Ecco che l’aumento dei prezzi può portare a una stagnazione economica: da qui proviene il peggiore dei mondi possibili in economia, la “stagflazione” (stagnazione + inflazione).

Il ruolo delle Banche Centrali:

In tutto questo, le Banche Centrali giocano un ruolo fondamentale, per due ragioni:
1) Possono influenzare il costo del denaro tramite il tasso di interesse.
2) Possono – e devono – ancorare le aspettative di inflazione per garantire un tasso di interesse reale positivo nel medio/lungo periodo.

Indipendentemente dalla causa principale che ha scatenato l’inflazione, la sua dinamica nel tempo dipende essenzialmente da aspettative di lavoratori, imprese e investitori. La storia degli anni 70 ci insegna che queste sono di fatto controllabili dall’azione delle banche centrali, che dovrebbero indicare chiaramente le proprie mosse di politica monetaria future – tecnicamente si parla di forward guidance-. In questo caso la FED ha già cominciato a ridurre l’offerta di moneta aumentando i tassi di interesse, mentre la BCE è ancora indietro rispetto all’aumento del costo del denaro (questo spiega, in parte, il forte deprezzamento dell’euro rispetto al dollaro negli ultimi mesi).
È importante ricordare che non è necessario un aumento immediato dei tassi, quanto una chiara comunicazione sulla strategia che la Banca Centrale intende applicare in futuro.

Il punto è che un aumento dei tassi in Europa contribuirebbe a frenare ancora di più l’economia, almeno in due modi:
1) Se il denaro costa di più è relativamente più costoso prendere in prestito per investire e consumare, e questo riduce consumi e investimenti.
2) I conti pubblici comincerebbero a pesare di più, e lo Stato (soprattutto in paesi fortemente indebitati come l’Italia) avrebbe poco spazio di manovra per supportare i cittadini dall’erosione del proprio potere d’acquisto. Questo implica meno reddito disponibile, che ancora una volta si traduce in meno crescita economica.
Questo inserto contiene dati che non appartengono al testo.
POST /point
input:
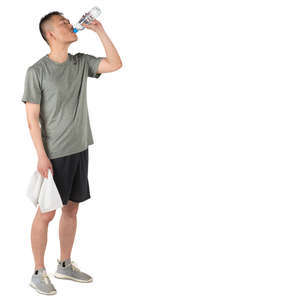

Le prospettive macroeconomiche non sono quindi tra le migliori. Da un lato un aumento dei tassi, che sembra essere necessario, potrebbe comportare ancora più problemi ai ceti medio/bassi. Dall’altro un forte sostegno dello Stato alla domanda dei cittadini, che sembra essere altrettanto moralmente corretto, potrebbe accelerare ancora di più l’aumento dei prezzi. Una cosa è certa: qualcuno il conto lo dovrà pagare. Non ci resta che trovare la soluzione meno dannosa, per tutti.